More specifically, taking the *j*th class in the *i*th category uses
*E*_{ij} units of energy. The rooms where classes take place are
located at integer positions (ranging from 0 to *L*) along a single
hallway. The *j*th class in the *i*th category is located at position
*P*_{ij}. Fred starts the day at position 0, moves from class to
class, according to his chosen schedule, and finally exits
at location *L*. Moving a distance *d* uses *d* units of energy.

### Input Specification

The first line of the input is *Z ≤ 20* the number of test cases.
This is followed by *Z* test cases. Each test case begins with three
space-separated integers: *C*, *T*, and *L*. Each of the following
*C× T* lines gives, respectively, the location and energy
consumption of a class. The first *T* lines represent the classes of
category 1, the next *T* lines represent the classes of category 2,
and so on. No two classes in the same category will have the same
location.

### Bounds

1 ≤ C ≤ 25

1 ≤ T ≤ 1000

1 ≤ L ≤ 1,000,000

1 ≤ E_{ij} ≤ 1,000,000

0 ≤ P_{ij} ≤ L

### Sample Input

1
3 2 5
2 1
3 1
4 1
1 3
1 4
3 2

### Explanation of Sample Input

Fred must take 3 classes every day, and for each he has 2 choices.

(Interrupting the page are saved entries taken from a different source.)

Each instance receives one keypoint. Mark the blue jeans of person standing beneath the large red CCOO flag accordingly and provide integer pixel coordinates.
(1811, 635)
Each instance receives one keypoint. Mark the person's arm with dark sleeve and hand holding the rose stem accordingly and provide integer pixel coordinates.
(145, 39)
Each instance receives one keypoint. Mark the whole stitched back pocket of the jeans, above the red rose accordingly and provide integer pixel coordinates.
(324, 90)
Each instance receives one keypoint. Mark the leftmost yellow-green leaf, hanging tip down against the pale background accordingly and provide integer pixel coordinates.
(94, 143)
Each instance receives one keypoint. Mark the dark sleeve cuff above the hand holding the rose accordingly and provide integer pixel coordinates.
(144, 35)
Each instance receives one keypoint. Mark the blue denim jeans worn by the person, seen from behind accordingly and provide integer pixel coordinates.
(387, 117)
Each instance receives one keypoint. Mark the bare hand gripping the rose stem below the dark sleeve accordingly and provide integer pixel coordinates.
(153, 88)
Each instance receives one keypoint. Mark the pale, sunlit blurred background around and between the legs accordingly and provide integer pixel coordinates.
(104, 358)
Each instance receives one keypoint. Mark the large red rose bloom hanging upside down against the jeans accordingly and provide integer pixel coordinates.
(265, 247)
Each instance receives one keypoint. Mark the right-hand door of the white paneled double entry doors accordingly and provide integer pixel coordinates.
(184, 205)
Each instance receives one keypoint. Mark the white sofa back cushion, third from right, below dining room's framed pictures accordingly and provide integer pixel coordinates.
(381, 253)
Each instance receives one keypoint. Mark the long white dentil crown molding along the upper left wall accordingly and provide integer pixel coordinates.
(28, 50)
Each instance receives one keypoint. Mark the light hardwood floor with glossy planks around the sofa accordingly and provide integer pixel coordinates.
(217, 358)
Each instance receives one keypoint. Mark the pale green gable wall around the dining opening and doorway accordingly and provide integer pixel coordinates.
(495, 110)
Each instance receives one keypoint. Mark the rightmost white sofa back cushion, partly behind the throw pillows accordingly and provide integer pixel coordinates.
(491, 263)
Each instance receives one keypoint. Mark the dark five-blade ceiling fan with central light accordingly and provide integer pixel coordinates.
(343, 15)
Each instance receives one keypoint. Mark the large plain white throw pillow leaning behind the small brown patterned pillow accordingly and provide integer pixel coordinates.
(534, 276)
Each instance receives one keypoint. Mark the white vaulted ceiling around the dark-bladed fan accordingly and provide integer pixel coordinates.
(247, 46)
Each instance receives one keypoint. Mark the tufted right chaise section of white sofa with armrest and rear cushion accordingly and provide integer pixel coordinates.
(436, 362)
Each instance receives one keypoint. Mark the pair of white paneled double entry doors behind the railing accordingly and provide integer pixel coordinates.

The
hall has length 5. His first possible class is located at position 2 and
will take 1 unit of energy each day, etc.
### Output Specification

For each input instance, the output will be a single integer on a line
by itself which is the minimum possible energy of a schedule
satisfying the constraints.
### Output for Sample Input

11

### Explanation of Sample Output

Here is one way to obtain the minimum energy:

Go to the class at location 2. Energy used: 3

Next, go to the class at location 4. Energy used: 6

Then go to the class at location 3. Energy used: 9

Finally, leave the school at location 5. Energy used: 11

*Neal Wu*